The house is a 1903 Queen Anne in northern Idaho. Original walls are plaster over wood lath.
We had some roof leak sabove our landing (a shake roof was poorly installed), and they clearly weren’t the first ones. By the time I finished stripping old layers of kraft paper and whatnot, I’m down to the plaster. When I’m done, I will have used adhesives to reattach all of the plaster back to the lath.
I’ve attached pictures. I have both holes to fill from re-attaching the plaster, and holes that electricians left at some point in time. My plan is to fill the holes, clean the chalking off of the old plaster, use some Zinsser GARDZ to give a surface with some tooth, put up Adfors Super Crack Stop, and then do a finish coat of mud or plaster.

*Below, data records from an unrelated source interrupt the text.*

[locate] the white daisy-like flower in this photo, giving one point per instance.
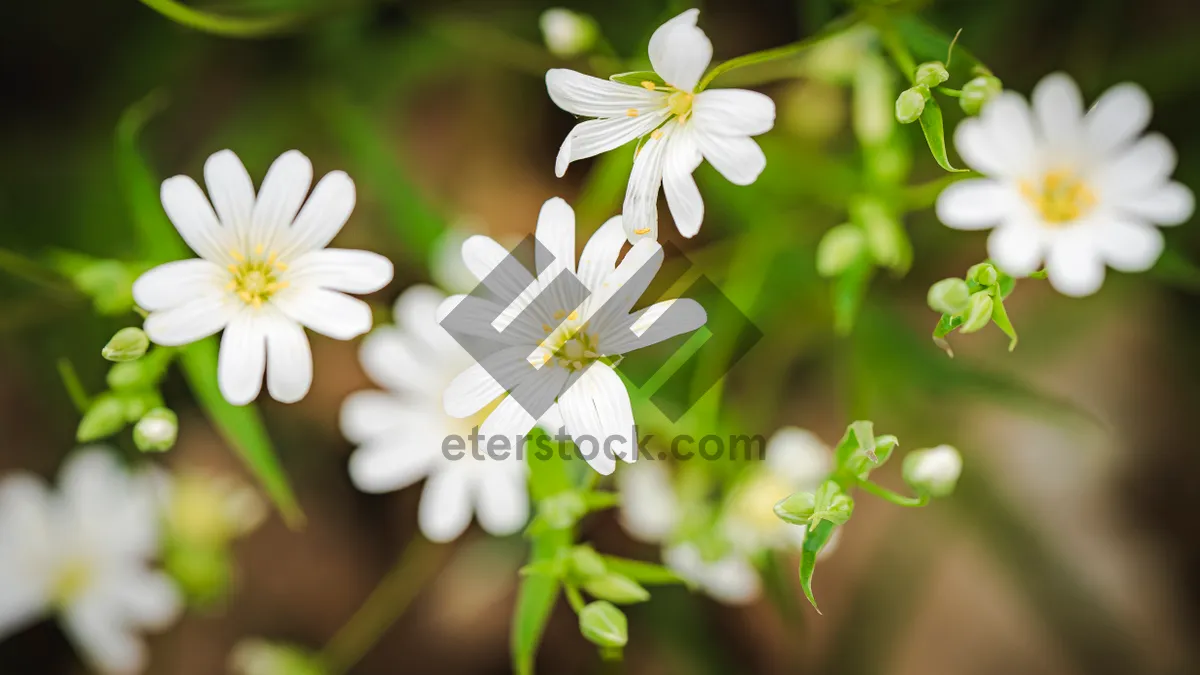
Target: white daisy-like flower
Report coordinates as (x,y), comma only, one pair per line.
(1075,190)
(263,274)
(405,435)
(684,127)
(83,554)
(796,461)
(555,345)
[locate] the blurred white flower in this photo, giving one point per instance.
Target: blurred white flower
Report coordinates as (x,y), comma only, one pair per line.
(402,430)
(83,553)
(557,345)
(731,579)
(1075,190)
(567,34)
(263,273)
(684,127)
(796,461)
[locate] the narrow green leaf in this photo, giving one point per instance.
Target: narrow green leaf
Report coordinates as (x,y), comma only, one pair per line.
(814,542)
(935,136)
(240,426)
(646,573)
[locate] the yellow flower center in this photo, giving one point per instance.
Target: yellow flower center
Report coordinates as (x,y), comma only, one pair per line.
(679,103)
(256,278)
(1060,198)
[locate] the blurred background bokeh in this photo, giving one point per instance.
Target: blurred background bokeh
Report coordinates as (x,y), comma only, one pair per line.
(1071,547)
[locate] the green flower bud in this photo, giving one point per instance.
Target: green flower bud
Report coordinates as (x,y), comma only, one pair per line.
(978,91)
(934,471)
(797,508)
(604,625)
(978,312)
(586,562)
(931,73)
(839,248)
(616,589)
(911,103)
(129,344)
(984,274)
(156,431)
(949,296)
(103,418)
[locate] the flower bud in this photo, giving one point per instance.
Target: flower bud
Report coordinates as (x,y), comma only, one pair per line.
(984,274)
(934,471)
(105,417)
(949,296)
(839,248)
(568,34)
(616,589)
(978,312)
(911,103)
(129,344)
(604,625)
(977,93)
(931,73)
(156,431)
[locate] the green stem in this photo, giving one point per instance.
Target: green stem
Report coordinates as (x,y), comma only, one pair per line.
(894,497)
(785,52)
(217,24)
(417,566)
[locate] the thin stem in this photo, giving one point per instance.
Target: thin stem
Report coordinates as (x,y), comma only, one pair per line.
(894,497)
(217,24)
(417,566)
(777,53)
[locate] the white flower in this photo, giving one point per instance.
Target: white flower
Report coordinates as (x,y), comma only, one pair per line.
(263,273)
(1075,190)
(684,126)
(556,345)
(796,461)
(83,554)
(730,579)
(402,431)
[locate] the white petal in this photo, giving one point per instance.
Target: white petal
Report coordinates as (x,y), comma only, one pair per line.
(593,137)
(1017,248)
(683,197)
(1059,108)
(189,322)
(1074,267)
(1129,246)
(976,203)
(395,461)
(445,505)
(737,157)
(503,503)
(341,269)
(594,97)
(641,208)
(681,52)
(733,112)
(192,216)
(232,192)
(1117,118)
(1170,204)
(283,190)
(322,216)
(178,282)
(328,312)
(243,358)
(288,360)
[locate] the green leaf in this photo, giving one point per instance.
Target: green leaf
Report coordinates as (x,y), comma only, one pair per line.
(935,136)
(814,542)
(240,426)
(646,573)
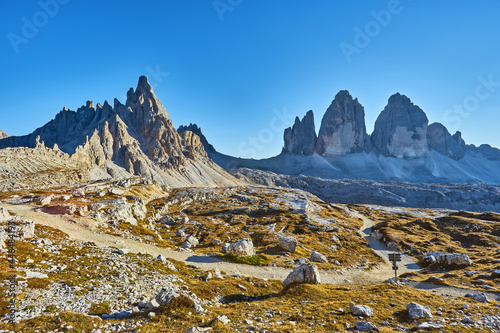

Any recommendations as to what to use to patch the holes, small and large? Thoughts about my process?
Thanks
Replies
Using scrap Sheetrock, I would over cut the pc by an inch more than the hole. Flip it over to the backside and score the paper along each edge (the size of the hole) so when you snap those scores it cracks and you can pull the gypsum off the face paper.
This gives you a “tape” paper to bridge the gap as well as the fill for the gap.
Use a Sheetrock thickness that conforms to the depth of the plaster (not including the lath.
Ok, so most people don’t have random scraps laying round . Backfill with quick dry Durabond, imbed paper tape all around the patch. Couple more hits with quick Easysand and you’re done.
I use Plasterweld if there’s adhesion questions. Another if you have it, Concrete glue or watered down white Elmers.